Używana Skoda Octavia II - opinie, awarie, usterki, wady i zalety

Mimo coraz większej popularności SUV-ów i crossoverów wśród aut nowych, rynek wtórny wciąż pozostaje wierny klasycznym segmentom. Polscy kierowcy nadal wysoko cenią auta kompaktowe. Od lat Skoda Octavia jest jednym z najchętniej kupowanych pojazdów na polskim rynku. Wbrew pozorom, wybór odpowiedniej wersji silnikowej nie należy do prostych zadań. Jednakże, znając słabe strony poszczególnych wariantów z łatwością dokonamy trafnego wyboru.

Ogromny sukces pierwszej generacji Octavii skłonił koncern VAG do kontynuowania szczęśliwej passy. Od 2004 do 2013 roku dostępne było drugie wcielenie czeskiego kompaktu w dwóch wersjach nadwoziowych: liftback i kombi (bagażnik mieści odpowiednio 560 i 580 l). Podobnie jak w przypadku poprzednika, płyta podłogowa, paleta jednostek napędowych i układ jezdny pochodzi z Volkswagena Golfa – tym razem V.

Estetyczne nadwozie i w tym przypadku doskonale zabezpieczono przed korozją. Rdzewieją wyłącznie powypadkowe i popowodziowe egzemplarze. Przy okazji wprowadzenia drugiej generacji, Octavia zyskała wyraźnie lepsze materiały wykończeniowe wnętrza. Nawet po latach farba na konsoli centralnej się nie łuszczy. W kwestii wyposażenia dodatkowego, Skoda prezentuje typowy dla koncernu VAG poziom - na rynku znajdziemy mnóstwo ubogich sztuk. Dopiero w przypadku mocniejszych wersji silnikowych zdarzają się lepiej wyposażone auta - skórzana tapicerka, „pełna elektryka”, automatyczna klimatyzacja regulowana w dwóch strefach, szyberdach czy kolorowa nawigacja z dotykowym panelem. Miejsca w dwóch rzędach wystarczy dla czterech dorosłych osób.

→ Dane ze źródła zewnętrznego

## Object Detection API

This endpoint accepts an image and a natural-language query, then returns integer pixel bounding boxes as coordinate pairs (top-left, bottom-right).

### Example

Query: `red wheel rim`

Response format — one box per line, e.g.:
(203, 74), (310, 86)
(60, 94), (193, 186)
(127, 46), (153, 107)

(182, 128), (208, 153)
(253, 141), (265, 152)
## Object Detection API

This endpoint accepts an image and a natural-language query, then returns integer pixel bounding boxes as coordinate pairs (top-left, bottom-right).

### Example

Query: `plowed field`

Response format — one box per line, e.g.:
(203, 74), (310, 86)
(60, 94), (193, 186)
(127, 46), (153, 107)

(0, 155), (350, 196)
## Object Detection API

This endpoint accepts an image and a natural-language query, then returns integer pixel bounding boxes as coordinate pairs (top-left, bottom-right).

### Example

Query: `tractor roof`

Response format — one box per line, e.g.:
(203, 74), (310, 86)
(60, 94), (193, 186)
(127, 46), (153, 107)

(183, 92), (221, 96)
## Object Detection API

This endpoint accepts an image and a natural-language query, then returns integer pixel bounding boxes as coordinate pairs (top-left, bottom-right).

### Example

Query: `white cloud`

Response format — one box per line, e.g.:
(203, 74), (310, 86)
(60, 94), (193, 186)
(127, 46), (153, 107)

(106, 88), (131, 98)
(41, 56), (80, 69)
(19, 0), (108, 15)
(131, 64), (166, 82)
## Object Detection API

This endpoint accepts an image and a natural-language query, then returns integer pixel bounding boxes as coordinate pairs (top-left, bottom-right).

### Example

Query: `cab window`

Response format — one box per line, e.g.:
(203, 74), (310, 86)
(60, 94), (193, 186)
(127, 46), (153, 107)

Szeroki wybór jednostek napędowych

Niestety, mimo długiej listy jednostek napędowych, zdaniem mechaników wybór jest bardzo ograniczony. Wśród benzynowych odmian specjaliści zdecydowanie polecają bazowe konstrukcje 1.4 i 1.6 MPI wykorzystujące pośredni wtrysk paliwa (generują odpowiednio 80 i 105 KM). Pozostałe silniki 1.4 TSI 122 KM, 1.8 TSI 160 KM i 2.0 TSI 200-220 KM borykają się z szeregiem problemów jakościowych. W każdym przypadku możemy pokusić się o zakup jedynie egzemplarzy z niskim, udokumentowanym przebiegiem i po przeprowadzeniu niezbędnych napraw. Nadmierne zużycie oleju silnikowego, osiadające tuleje i pękające głowice – ot, krótka lista przypadłości silników z rodziny TSI. Generalny remont jednej z wymienionych jednostek przekroczy 5 tysięcy złotych.

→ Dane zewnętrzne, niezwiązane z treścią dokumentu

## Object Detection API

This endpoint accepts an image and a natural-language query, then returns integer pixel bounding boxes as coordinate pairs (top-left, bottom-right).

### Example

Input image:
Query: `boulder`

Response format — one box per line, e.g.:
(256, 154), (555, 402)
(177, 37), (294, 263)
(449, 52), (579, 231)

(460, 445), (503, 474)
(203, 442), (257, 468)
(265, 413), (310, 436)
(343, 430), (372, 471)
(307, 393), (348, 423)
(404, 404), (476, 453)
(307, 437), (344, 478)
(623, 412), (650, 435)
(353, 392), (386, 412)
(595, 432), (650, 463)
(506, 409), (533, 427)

Warto postawić na sprawdzonego diesla

Fachowcy sugerują rozwagę podczas przeglądania wysokoprężnych ofert. Godne polecenia są wyłącznie słabsze diesle 1.9 TDI i jego następca 1.6 TDI o mocy 105 KM. Pierwszy wykorzystuje hałaśliwe pompowtryskiwacze, drugi natoiast otrzymał bezpośredni wtrysk paliwa common-rail. Każda z jednostek dysponuje wystarczającą dynamiką do codziennej eksploatacji i zużywa niewielkie ilości oleju napędowego. Użytkownicy narzekają zgodnie na brak szóstego przełożenia, dokuczliwy zwłaszcza podczas autostradowych eskapad. Regularne wymiany oleju i rozrządu (koszt około 700 złotych) zapewnia spokój na długie lata. Ewentualna regeneracja turbosprężarki pochłonie 1500 złotych, natomiast wtryskiwaczy 600 złotych za sztukę.

2.0 TDI – ryzykowny wybór

Dysponujący mocą 140 lub 170 KM diesel 2.0 TDI to ryzykowna propozycja. Mnogość problemów natury technicznej przekreśla sens jej zakupu. Usterkowe napędy pomp olejowych skutkują błyskawicznym uszkodzeniem turbosprężarki, a w skrajnej sytuacji silnika i koniecznością przeprowadzenia kosztownego remontu. Kolejny element to głowice. Wykonane z cienkiego aluminium potrafią pękać, co prowadzi do mieszania oleju z płynem chłodzącym. Wymiana tego podzespołu w niezależnym warsztacie przekroczy 3500-4000 złotych.

Z niemałymi wydatkami wiąże się również błyskawicznie pracująca dwusprzęgłowa przekładnia automatyczna DSG. Słabsze silniki łączono z siedmiobiegowym, zaś mocniejsze z sześciobiegowym urządzeniem. Po przebiegu 200-250 tysięcy wymiany wymagać może zespół sprzęgieł (4000 złotych) i mechatronika sterująca (3000 złotych). Jeśli jednak zdecydujecie się na 2.0 TDI, to tylko z wtryskiem typu common-rail. Jest lepiej dopracowany, co przekłada się na niższe nakłady serwisowe.